From time to time Saki mocks the popular taste in art which is all for something ‘honest and explicit’, with a title to assist. Thus, a riderless warhorse staggering into a courtyard full of pale, swooning women, and called Bad News, suggested to the public mind ‘a distinct interpretation of some military catastrophe’. We meet a busy cattle painter who feeds the Royal Academy with pictures of dun cows drowsing picturesquely under walnut trees, variously titled Noontide Peace, The Haven of the Herd or A Shady Nook where Drowsy Milkers Dream. The Army and Navy Store catalogue for the period lists pictures called Green Pastures and Still Waters, Shallow Stream at Eventide, The Sun Sets in His Western Bower and the like, and it was from such titles that the customers ordered these works.
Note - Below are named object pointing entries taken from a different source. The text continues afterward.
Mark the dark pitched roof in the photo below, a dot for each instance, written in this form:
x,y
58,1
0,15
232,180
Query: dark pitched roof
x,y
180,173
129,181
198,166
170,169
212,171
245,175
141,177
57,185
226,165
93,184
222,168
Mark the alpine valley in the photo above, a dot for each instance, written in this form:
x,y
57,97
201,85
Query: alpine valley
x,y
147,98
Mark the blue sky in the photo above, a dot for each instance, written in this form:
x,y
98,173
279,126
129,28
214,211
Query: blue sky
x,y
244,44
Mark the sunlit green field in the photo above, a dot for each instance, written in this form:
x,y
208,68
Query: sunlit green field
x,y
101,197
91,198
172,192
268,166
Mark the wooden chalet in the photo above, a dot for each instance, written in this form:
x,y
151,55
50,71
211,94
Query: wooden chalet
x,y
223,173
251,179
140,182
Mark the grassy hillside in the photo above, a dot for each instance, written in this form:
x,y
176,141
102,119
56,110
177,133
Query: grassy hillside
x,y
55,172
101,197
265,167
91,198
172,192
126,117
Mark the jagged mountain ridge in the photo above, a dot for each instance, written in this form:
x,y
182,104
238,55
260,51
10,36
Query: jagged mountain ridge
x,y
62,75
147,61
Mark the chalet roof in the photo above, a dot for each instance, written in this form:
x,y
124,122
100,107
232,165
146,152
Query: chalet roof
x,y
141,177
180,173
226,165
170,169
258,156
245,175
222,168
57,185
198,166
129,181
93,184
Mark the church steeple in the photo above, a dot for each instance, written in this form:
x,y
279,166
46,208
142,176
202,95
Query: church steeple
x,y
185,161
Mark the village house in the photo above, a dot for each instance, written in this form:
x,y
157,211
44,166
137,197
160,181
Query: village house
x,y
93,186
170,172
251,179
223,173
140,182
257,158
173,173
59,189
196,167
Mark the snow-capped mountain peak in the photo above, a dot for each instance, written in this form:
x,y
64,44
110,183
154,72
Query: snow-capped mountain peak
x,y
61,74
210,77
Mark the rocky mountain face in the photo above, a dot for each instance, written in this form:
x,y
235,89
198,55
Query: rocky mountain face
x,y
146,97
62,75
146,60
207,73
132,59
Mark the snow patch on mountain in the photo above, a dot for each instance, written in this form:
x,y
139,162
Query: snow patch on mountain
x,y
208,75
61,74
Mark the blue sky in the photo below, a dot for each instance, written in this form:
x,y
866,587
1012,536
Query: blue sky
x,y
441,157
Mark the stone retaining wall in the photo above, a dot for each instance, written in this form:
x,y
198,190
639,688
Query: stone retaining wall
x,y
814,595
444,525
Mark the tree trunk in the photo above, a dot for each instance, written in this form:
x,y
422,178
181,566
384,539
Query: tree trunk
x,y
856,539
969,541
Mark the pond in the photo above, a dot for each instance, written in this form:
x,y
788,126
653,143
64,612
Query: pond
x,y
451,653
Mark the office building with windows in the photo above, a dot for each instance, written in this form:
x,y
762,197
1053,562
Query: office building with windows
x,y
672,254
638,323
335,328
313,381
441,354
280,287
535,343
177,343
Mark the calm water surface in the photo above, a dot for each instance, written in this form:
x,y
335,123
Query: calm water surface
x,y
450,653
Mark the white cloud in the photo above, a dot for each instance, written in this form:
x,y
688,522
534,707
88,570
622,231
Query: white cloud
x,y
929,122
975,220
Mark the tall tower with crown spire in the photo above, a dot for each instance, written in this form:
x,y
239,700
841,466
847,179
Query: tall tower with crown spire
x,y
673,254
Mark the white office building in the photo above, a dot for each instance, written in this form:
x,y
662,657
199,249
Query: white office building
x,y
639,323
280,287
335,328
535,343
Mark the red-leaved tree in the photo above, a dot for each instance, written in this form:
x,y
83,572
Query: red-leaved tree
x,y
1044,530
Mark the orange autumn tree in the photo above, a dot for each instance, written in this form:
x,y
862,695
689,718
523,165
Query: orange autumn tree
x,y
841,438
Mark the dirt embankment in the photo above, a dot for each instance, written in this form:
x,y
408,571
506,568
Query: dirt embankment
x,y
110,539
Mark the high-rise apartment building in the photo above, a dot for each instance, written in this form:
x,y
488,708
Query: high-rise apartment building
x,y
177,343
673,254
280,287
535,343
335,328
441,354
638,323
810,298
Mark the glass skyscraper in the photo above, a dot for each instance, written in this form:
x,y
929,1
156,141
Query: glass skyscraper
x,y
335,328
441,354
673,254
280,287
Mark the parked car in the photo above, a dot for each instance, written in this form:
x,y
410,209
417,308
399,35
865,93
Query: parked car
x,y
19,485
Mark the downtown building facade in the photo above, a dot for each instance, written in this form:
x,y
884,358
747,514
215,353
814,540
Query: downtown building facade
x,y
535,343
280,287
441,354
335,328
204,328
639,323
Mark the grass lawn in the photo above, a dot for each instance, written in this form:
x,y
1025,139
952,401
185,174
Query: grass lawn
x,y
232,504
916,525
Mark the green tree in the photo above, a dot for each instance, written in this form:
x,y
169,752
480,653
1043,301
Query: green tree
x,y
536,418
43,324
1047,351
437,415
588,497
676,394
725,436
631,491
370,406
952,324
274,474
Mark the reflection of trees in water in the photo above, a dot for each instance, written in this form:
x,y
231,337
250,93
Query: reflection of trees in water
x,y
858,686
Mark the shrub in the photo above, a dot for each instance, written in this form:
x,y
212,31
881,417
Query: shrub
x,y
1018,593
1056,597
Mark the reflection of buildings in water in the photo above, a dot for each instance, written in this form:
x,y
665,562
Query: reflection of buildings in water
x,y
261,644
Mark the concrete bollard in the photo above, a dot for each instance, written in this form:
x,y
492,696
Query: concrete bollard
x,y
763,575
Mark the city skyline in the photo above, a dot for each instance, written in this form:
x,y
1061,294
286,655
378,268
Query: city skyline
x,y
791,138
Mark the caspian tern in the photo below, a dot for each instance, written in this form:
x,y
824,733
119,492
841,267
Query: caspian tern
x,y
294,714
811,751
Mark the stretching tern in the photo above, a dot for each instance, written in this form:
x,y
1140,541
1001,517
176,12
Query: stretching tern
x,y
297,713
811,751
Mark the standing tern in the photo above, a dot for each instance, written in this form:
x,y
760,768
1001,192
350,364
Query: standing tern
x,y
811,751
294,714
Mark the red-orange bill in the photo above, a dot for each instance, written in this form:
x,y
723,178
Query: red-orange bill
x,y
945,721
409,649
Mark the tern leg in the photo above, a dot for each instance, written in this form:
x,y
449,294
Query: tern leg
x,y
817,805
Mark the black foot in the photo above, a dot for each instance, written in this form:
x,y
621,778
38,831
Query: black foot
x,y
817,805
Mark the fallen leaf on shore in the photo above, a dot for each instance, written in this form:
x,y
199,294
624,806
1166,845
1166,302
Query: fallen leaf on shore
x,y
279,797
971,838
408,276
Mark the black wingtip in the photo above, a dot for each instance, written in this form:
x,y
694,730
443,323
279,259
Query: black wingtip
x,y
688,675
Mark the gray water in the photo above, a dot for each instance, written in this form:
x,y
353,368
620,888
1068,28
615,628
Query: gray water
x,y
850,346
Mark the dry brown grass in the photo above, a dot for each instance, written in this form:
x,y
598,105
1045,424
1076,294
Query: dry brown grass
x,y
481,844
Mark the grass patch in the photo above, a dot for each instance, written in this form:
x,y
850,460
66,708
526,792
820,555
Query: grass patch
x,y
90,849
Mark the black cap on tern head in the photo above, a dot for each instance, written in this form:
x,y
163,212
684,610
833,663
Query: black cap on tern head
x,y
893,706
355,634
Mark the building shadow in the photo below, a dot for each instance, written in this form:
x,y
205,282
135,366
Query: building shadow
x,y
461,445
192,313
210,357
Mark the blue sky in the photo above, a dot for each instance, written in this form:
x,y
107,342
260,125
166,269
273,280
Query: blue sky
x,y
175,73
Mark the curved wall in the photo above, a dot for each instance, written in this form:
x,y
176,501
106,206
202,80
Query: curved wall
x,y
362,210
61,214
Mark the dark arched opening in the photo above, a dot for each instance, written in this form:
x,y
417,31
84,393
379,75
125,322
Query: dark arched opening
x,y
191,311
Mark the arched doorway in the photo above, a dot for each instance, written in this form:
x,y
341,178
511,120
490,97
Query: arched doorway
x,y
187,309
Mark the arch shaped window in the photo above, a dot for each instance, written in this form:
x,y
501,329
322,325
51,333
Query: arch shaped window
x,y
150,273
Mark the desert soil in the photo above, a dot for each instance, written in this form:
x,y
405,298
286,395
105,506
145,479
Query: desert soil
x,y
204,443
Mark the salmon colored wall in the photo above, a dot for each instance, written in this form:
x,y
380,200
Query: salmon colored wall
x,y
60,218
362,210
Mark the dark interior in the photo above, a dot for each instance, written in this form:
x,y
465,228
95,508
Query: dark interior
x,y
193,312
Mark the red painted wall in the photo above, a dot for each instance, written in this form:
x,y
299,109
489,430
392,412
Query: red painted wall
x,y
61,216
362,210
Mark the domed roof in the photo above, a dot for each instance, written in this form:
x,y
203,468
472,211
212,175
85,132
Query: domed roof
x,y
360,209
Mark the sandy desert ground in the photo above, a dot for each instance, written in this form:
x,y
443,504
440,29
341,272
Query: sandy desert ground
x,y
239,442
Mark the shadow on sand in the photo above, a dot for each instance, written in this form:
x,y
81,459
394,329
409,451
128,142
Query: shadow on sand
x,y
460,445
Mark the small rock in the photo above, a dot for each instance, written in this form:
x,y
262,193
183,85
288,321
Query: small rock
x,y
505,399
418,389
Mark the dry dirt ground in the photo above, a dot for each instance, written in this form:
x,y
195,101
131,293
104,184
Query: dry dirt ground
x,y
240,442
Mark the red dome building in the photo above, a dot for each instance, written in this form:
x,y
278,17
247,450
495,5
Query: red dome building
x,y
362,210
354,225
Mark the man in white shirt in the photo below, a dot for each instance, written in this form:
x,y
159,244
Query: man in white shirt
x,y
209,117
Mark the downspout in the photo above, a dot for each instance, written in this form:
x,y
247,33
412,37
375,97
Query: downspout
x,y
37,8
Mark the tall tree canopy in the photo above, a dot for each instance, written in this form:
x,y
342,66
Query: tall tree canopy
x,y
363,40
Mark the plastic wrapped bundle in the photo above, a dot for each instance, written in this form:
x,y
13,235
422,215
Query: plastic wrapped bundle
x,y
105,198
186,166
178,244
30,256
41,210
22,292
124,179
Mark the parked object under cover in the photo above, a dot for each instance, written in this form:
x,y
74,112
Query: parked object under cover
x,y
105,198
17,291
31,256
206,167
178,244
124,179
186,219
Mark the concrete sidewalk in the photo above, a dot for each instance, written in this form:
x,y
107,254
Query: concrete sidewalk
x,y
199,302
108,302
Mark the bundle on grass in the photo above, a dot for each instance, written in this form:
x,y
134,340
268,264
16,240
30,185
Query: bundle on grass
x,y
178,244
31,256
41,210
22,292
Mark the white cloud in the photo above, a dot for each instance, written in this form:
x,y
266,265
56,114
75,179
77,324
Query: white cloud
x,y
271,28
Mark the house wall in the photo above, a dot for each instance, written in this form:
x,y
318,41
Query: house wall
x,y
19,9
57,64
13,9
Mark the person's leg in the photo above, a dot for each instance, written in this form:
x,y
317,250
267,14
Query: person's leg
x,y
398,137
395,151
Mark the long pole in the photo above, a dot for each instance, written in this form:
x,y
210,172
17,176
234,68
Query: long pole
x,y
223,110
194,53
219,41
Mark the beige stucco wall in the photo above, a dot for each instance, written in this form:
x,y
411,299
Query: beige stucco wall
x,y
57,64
In ‘The Unrest-Cure’ Clovis ponders sending his victim ‘to do a course of district visiting in one of the apache quarters in Paris’. The apaches were murderous riffraff who periodically had to be flushed by dogs out of the Parisian woods and derelict buildings. In the year I was born, four apaches were guillotined before breakfast outside Béthune jail and the crowd howled and cheered as the remains were gathered up and sent for dissection to Lille. I can almost picture the younger Saki leaning in a doorway to watch, then going back to his hotel to butter a slice of toast.